Diagnosi facili, pseudo cure miracolose a portata di mouse e ciarlatani che si professano medici. Per il cittadino che cerca su Internet risposte immediate contro malattie e disturbi, le insidie sono numerose ed estremamente pericolose: per questo, col titolo emblematico di Attenti alle bufale, gli Ordini dei medici scendono in campo e lo fanno con un sito, che sarà pronto entro un paio di mesi, mirato a informare, creando un filo diretto con specialisti ed esperti. Luigi Conte, segretario generale della Federazione degli Ordini dei medici e odontoiatri (Fnomceo), ha spiegato: «L’idea nasce dalla triste constatazione di come l’antiscientificità stia sempre più imperversando nel nostro Paese».

Ultimi casi quelli di due donne che hanno rifiutato la chemioterapia scegliendo terapie alternative con esiti tragici. Un fenomeno, afferma Conte, «che si spiega anche con il fatto che il nostro è uno dei Paesi in cui si legge meno, mala colpa è pure di un certo atteggiamento di “grillismo” esasperato che si sta diffondendo non solo in politica ma in tutte le manifestazioni della vita, con una crescente sfiducia e una ossessiva idea di complottismo». I ciarlatani, però, «non sono in aumento e ricompaiono periodicamente. Piuttosto a essere in aumento è l’adesione a tali false cure, per effetto di Internet che funge da enorme cassa di risonanza».

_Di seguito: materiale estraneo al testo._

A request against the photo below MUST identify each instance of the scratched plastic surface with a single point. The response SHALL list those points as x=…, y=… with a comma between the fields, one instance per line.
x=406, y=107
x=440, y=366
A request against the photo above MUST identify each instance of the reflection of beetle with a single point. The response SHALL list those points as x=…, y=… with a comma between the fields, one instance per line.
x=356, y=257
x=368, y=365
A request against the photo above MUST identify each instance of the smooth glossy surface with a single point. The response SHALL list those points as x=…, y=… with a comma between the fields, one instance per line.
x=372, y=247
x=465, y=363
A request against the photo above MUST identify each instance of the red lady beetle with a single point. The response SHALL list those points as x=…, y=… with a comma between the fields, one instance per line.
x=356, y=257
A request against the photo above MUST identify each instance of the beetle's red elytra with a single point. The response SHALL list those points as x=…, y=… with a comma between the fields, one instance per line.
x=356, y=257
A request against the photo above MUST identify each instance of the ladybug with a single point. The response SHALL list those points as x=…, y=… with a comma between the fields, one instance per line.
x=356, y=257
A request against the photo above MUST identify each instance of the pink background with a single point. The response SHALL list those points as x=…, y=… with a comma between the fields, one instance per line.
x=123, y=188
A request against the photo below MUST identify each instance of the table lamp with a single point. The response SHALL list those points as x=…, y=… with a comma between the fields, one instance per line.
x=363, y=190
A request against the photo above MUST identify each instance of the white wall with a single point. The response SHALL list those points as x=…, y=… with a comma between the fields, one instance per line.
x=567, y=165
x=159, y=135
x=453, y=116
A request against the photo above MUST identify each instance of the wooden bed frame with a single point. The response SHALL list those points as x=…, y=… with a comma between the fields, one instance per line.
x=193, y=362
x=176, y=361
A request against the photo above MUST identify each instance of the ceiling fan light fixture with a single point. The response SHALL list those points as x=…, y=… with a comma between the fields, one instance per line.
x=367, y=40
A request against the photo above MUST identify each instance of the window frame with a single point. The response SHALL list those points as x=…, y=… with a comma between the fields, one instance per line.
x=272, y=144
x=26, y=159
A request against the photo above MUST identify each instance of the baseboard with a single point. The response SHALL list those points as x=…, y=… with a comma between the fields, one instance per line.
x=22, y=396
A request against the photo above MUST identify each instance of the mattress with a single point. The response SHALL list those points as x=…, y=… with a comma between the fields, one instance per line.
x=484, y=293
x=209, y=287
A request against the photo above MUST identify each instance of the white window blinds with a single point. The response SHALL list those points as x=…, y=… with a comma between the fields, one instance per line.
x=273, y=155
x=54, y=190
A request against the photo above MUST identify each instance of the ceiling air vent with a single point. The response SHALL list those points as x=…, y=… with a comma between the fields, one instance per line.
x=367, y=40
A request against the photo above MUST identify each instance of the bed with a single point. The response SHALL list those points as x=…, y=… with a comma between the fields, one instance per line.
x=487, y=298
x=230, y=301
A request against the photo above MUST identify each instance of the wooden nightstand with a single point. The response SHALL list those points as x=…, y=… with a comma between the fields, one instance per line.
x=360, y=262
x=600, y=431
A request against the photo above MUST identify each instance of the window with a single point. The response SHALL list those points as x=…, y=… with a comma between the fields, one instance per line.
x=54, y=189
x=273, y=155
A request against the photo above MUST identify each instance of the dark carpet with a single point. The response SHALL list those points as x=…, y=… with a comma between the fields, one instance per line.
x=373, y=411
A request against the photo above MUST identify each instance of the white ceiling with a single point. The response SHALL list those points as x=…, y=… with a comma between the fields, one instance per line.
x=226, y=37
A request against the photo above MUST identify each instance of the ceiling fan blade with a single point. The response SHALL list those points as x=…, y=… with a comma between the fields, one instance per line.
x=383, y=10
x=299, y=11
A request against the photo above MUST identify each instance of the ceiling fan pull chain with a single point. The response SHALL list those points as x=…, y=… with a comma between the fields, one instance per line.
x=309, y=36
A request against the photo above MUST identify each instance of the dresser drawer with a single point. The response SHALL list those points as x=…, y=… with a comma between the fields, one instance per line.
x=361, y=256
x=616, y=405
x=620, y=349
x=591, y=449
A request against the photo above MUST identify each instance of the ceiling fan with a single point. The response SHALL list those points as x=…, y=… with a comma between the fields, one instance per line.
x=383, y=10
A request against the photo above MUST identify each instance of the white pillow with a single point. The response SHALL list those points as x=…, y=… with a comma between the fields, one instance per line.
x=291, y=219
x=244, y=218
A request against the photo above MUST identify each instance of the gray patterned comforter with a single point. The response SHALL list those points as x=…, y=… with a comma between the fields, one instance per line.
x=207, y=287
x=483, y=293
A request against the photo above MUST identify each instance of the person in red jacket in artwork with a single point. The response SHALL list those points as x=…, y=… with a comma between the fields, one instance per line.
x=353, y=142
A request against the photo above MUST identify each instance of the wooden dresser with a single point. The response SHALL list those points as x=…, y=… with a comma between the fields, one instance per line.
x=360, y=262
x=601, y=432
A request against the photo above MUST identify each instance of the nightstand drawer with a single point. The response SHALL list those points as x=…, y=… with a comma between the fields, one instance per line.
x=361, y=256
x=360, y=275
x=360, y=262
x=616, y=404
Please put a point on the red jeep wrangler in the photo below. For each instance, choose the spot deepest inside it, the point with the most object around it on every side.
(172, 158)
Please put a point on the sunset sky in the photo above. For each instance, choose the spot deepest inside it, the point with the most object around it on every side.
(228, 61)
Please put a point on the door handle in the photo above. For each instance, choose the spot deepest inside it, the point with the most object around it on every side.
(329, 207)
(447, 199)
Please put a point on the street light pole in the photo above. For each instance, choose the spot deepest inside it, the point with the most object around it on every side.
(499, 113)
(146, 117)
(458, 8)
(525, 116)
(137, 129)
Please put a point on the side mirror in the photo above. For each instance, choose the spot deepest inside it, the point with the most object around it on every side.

L’obiettivo dunque, sottolinea la presidente di Fnomceo Roberta Chersevani, «è potenziare l’informazione ai cittadini, tenendo sempre presente che il Codice deontologicomedico ha regole ben precise: il medico, cioè, non può allontanarsi da posizioni validate scientificamente, pena la radiazione». Il vero problema, aggiunge, «è che spesso dietro tali false e costose terapie si nascondono solo interessi economici». Da qui l’idea del portale, accessibile dal sito Fnomceo. Qui cittadini potranno chiedere informazioni e fare segnalazioni.

Rimane poi sempre alta l’attenzione sui rischi connessi all’identificazione sul web in relazione alla propria patologia. Perché con la salute non si scherza. Blog, forum di discussione e siti di social network devono mettere su nero su bianco le disposizioni sulla privacy degli utenti che rendono pubbliche le proprie patologie. Il rischio è di vedere associato nei risultati dei motori di ricerca il nome di un utente a una patologia. Secondo il Garante per la protezione dei dati personali, i gestori di sito contenente informazioni mediche devono precisare se i dati sono indicizzabili e reperibili o meno anche dai motori di ricerca generalisti, come Google e Bing ovvero invitare l’utente a confermare, apponendo un segno di spunta in un’apposita casella, l’avvenuta presa visione dell’avvertenza di rischio.